TMPA, a Nur77 antagonist, prevents the binding of Nur77 and LKB1 as well as stimulates LKB1 transport to the cytosol and phosphorylation [1]. The binding of TMPA to Nur77 decreases the stability of Nur77-LKB1 complex by inducing an open-close motion of Nur77 and thereby facilitates the solvation of the interface region[2]. TMPA has been widely used in diabetic mouse models to regulate blood glucose levels[3].
In vitro, TMPA treatment at 10μM for 1 hour increased the phosphorylation of AMPK in hepatic L02 cells [4]. Treatment of mouse bone marrow-derived mast cells (BMMCs) with 10μM TMPA for 6 hours increased phosphorylation of LKB1 and AMPK and concomitantly reduced IgE/Ag-induced degranulation and eicosanoid production, which inhibited FcεRI-mediated mast cell signaling[5]. Treatment with 10μM TMPA for 18h significantly increased TNFα-induced IL-6 production in HeLa cells[6]. Pretreatment of HepG2 cells with 10μM TMPA for 6 hours reduced lipid accumulation after free fatty acid (FFA) stimulation[7].
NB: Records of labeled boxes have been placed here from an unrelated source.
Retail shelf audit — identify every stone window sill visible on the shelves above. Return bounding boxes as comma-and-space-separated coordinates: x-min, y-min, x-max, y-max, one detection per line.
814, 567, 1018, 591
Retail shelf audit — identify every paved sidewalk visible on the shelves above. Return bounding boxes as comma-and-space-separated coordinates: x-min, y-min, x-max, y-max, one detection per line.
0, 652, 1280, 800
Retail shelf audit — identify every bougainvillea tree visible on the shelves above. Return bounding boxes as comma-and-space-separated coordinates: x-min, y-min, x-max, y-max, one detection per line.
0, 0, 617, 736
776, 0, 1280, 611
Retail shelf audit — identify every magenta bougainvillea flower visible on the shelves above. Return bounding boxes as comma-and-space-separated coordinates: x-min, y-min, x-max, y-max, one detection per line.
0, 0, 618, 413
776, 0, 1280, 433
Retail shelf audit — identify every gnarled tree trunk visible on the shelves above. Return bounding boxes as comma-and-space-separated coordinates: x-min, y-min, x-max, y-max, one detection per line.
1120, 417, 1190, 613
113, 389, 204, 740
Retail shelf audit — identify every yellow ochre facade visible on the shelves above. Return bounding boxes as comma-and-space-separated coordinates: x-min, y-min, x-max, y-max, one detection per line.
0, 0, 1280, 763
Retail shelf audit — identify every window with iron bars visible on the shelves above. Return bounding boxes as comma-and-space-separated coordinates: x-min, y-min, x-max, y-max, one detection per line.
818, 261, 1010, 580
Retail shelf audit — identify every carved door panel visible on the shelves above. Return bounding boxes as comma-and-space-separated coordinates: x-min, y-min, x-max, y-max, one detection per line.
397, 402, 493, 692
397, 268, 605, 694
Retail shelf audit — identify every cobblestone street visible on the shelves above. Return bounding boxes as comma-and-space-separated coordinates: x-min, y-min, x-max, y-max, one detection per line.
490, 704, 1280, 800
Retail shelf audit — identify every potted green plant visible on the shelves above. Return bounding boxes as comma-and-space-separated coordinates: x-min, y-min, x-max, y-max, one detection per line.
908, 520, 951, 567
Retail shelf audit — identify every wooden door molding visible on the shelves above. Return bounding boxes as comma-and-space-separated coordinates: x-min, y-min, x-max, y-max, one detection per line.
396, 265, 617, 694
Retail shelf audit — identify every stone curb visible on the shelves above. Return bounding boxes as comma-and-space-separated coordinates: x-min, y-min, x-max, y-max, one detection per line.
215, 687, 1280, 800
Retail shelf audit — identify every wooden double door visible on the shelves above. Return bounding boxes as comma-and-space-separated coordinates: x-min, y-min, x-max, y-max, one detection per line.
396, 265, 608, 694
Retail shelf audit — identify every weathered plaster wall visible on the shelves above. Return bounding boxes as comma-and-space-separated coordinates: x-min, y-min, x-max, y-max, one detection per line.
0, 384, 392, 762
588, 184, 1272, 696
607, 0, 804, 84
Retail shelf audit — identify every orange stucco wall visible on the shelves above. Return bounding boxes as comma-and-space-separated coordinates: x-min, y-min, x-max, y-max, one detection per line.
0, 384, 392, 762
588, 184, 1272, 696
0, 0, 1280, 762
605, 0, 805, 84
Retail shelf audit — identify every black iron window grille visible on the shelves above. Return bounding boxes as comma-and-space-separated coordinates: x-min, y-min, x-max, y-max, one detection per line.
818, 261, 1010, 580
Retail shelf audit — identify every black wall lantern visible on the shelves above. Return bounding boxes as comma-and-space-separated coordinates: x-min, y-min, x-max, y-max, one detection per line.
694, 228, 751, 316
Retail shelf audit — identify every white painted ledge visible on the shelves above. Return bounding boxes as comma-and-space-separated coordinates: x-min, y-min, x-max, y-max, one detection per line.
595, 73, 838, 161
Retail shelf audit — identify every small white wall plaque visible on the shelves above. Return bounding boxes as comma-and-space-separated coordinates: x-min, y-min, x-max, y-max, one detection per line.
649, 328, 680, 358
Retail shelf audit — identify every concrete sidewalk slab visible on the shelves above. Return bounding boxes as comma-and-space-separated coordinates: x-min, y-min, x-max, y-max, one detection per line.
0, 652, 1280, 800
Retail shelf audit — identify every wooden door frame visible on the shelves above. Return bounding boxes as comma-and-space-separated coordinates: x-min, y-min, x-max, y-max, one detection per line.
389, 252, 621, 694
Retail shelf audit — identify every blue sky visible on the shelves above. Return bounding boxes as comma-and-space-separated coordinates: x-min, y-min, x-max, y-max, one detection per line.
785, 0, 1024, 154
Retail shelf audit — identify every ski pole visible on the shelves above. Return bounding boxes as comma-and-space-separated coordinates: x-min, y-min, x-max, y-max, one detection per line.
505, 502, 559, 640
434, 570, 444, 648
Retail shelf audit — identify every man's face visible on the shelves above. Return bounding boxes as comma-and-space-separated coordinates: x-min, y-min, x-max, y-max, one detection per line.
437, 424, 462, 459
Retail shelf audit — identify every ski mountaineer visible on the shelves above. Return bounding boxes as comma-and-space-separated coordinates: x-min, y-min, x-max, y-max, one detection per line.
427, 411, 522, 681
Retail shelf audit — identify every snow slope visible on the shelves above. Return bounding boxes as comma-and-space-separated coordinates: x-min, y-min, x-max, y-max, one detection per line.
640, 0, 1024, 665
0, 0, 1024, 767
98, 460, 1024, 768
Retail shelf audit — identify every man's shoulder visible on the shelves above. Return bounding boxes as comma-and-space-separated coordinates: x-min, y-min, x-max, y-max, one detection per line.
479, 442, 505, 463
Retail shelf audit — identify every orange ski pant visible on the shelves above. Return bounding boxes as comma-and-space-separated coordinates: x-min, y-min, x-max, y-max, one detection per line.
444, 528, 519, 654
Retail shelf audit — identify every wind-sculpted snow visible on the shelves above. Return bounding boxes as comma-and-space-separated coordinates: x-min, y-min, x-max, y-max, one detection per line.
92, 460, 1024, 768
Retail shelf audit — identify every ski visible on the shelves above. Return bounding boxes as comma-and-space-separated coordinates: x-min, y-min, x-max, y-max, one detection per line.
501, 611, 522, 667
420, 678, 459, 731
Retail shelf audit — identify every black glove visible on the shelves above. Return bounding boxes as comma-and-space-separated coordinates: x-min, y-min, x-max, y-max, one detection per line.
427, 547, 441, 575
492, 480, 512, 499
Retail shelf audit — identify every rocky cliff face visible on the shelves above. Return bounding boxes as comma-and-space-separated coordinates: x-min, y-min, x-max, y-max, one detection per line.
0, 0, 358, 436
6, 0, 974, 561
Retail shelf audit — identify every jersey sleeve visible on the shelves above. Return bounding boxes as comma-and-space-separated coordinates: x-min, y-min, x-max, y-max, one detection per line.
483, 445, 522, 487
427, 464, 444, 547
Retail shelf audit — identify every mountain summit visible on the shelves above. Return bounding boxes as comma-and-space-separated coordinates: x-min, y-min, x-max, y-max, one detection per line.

In vivo, Intraperitoneal injection of TMPA (50mg/kg/day) once daily for 19 days significantly reduced insulin levels, lowered blood glucose, and improved glucose tolerance in diabetic mice[8].
References:
[1] Wu L, Chen L. Characteristics of Nur77 and its ligands as potential anticancer compounds[J]. Molecular medicine reports, 2018, 18(6): 4793-4801.
[2] Rungsung I, Rajagopalan M, Ramaswamy A. Molecular dynamics study of TMPA mediated dissociation of Nur77-LKB1 complex[J]. Computational Biology and Chemistry, 2018, 76: 67-78.
[3] Safe S. Natural products and synthetic analogs as selective orphan nuclear receptor 4A (NR4A) modulators[J]. Histology and histopathology, 2023, 39(5): 543.
[4] Li L, Liu Y, Chen H, et al. Impeding the interaction between Nur77 and p38 reduces LPS-induced inflammation[J]. Nature chemical biology, 2015, 11(5): 339-346.
[5] Jin F, Li X, Deng Y, et al. The orphan nuclear receptor NR4A1 promotes FcεRI‐stimulated mast cell activation and anaphylaxis by counteracting the inhibitory LKB1/AMPK axis[J]. Allergy, 2019, 74(6): 1145-1156.
[6] Huang B, Pei H Z, Chang H W, et al. The E3 ubiquitin ligase Trim13 regulates Nur77 stability via casein kinase 2α[J]. Scientific reports, 2018, 8(1): 13895.
[7] Wang X, Li G, Guo C, et al. Ethyl 2-[2, 3, 4-Trimethoxy-6-(1-Octanoyl) Phenyl] acetate (Tmpa) ameliorates lipid accumulation by disturbing the combination of Lkb1 with Nur77 and activating the ampk pathway in Hepg2 cells and mice primary hepatocytes[J]. Diabetes, Metabolic Syndrome and Obesity, 2021: 4165-4177.
[8] Zhan Y, Chen Y, Zhang Q, et al. The orphan nuclear receptor Nur77 regulates LKB1 localization and activates AMPK[J]. Nature chemical biology, 2012, 8(11): 897-904.
TMPA是一种Nur77拮抗剂,可阻止Nur77与LKB1的结合,并刺激LKB1向胞质转运及磷酸化[1]。TMPA通过诱导Nur77的开放-闭合运动降低Nur77-LKB1复合物的稳定性,从而促进界面区域的溶剂[2]。TMPA已广泛应用于糖尿病小鼠模型中调节血糖水平[3]。
在体外,10μM的TMPA处理肝L02细胞1小时可增加AMPK磷酸化[4]。10μM的TMPA处理小鼠骨髓来源肥大细胞(BMMCs)6小时能提高LKB1和AMPK磷酸化水平,同时减少IgE/抗原诱导的脱颗粒和类二十烷酸产生,并抑制FcεRI介导的肥大细胞信号传导[5]。10μM的TMPA处理HeLa细胞18小时可显著增强TNFα诱导的IL-6产生[6]。10μM的TMPA预处理HepG2细胞6小时能减少游离脂肪酸(FFA)刺激后的脂质积累[7]。
在体内,糖尿病小鼠每日腹腔注射TMPA(50mg/kg/day;持续19天)可显著降低胰岛素水平、血糖并改善葡萄糖耐量[8]。